OLYMPIA — The National Oceanic and Atmospheric Administration said Thursday the Squaxin Tribe does not have permission to kill seals that interfere with its fishing, an issue raised after an unusual number of harbor seals washed up dead.
The tribe, however, said it does not hunt seals, pointing instead to boat traffic, environmental pollution and accidental entanglements in fishing nets as possible causes for the seal deaths.
According to Cascadia Research, a marine-mammal research group, 17 dead seals have been found in the past two months in southern Puget Sound. Researchers say the animals had been shot or showed signs of head, neck and body trauma, or starvation.
The tribe wasn’t linked to the seal deaths, but the Olympian newspaper on Thursday quoted a tribal natural resources official as saying the tribe had permission from NOAA Fisheries to harass and even kill harbor seals that interfere with its salmon fishery.
The tribe operates the Squaxin Island tribal gillnet salmon fishery. Several hundred harbor seals, which are known to chew on salmon caught in gillnets, live in nearby waters.
But in a written statement issued late Thursday, the tribe said it “does not engage in a directed hunt of harbor seals,” although it acknowledged the seals can drown when they accidentally become entangled in fishing nets.
“There’s no good reason to blame the tribe for an increase in harbor seal deaths,” Jim Peters, Squaxin Island tribal chairman, wrote. “Growing boat traffic and a sick Puget Sound are the primary reasons for these animals’ deaths.
“We will continue to work closely with the state and federal governments to protect and restore the health of Puget Sound and all of its inhabitants.”
The Marine Mammal Protection Act of 1972 restricts the harassment or killing of marine mammals.
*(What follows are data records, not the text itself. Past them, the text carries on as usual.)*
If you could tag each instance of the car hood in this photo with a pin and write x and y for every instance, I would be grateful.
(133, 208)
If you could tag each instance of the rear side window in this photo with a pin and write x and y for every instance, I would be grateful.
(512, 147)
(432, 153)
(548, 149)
However, the federal law allows people to deter marine mammals from damaging private property, including fishing gear and catch, as long as the methods don’t kill or seriously injure the animals.
While the tribe is exempt for accidental deaths, any purposeful harassment or killing of the seals requires a waiver, NOAA spokesman Brian Gorman said.
The tribe’s statement said it had received no reports of any of its tribal fishers shooting a harbor seal, and said it “fully regulates its treaty salmon fisheries in south Puget Sound, including providing a significant enforcement presence on the water.”